Problem
Private cars account for approximately 13% of Europe’s total greenhouse gas emissions.
Yet climate impact is only part of the problem.
For everyday mobility, cars are fundamentally inefficient and oversized.
A typical car consumes around 10 to 100 times more energy per kilometer than a bicycle, while carrying on average 1.4 people in a 5-seat vehicle.
Most of the climate impact of cars comes from ordinary daily use: roughly 80% of car kilometres and thus emissions, are accumulated on days with less than 50 km of driving. These journeys rarely require long range, high speed, or large payloads, yet they are made with vehicles weighing over a ton and designed for highways.
This mismatch creates cascading effects:
- Traffic congestion, because large vehicles occupy too much road space compared the number of people moved.
- Parking shortages, as each trip requires storage at both ends.
- Noise and danger, particularly in dense urban environments.
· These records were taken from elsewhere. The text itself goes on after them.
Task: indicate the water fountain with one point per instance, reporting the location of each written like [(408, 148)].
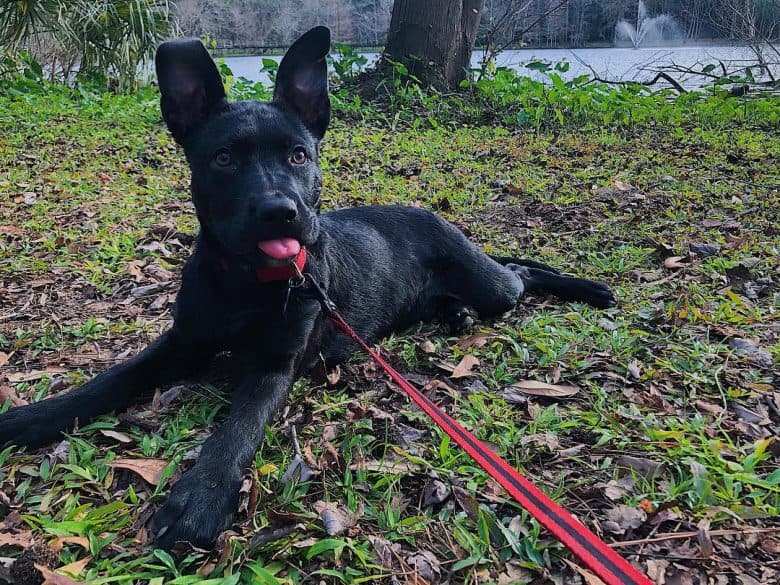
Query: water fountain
[(648, 30)]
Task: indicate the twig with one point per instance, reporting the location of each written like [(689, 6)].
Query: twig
[(684, 535)]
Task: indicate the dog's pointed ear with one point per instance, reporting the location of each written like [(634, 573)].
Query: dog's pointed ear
[(302, 80), (190, 85)]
Cars also impose a heavy land footprint.
Roads, parking spaces, and safety margins reshape cities around the car’s worst-case size. Urban space is consumed by vehicles, pushing destinations farther apart and reinforcing car dependency.
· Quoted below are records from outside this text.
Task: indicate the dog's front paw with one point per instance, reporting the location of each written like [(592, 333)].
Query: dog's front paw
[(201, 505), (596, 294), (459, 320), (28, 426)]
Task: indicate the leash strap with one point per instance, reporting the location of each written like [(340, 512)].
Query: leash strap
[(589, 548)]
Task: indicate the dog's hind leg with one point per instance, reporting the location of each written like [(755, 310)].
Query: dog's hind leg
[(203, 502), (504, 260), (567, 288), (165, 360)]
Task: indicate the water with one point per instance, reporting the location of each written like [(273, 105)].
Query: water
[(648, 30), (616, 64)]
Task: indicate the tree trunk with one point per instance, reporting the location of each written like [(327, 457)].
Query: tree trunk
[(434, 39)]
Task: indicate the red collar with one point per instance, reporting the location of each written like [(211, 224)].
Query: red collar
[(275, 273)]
Alternatives for short trips exist like bikes and e-bikes or public transport yet they are not widely adopted. Furthermore, in rural areas, options are often even more limited: low population density can make public transport economically unviable, and distances are often too great for bikes or e-bikes to be practical. This is not a failure of individuals, but of systems and design: in cities, habits, perceived safety, physical effort, exposure to weather, time variability, and the cognitive load of trip chaining favor the car; in rural areas, long distances and limited transport options make it the only feasible choice, even if inefficient.
The core issue is not that people choose cars.
It is that cars have become the default solution to problems they were never meant to solve.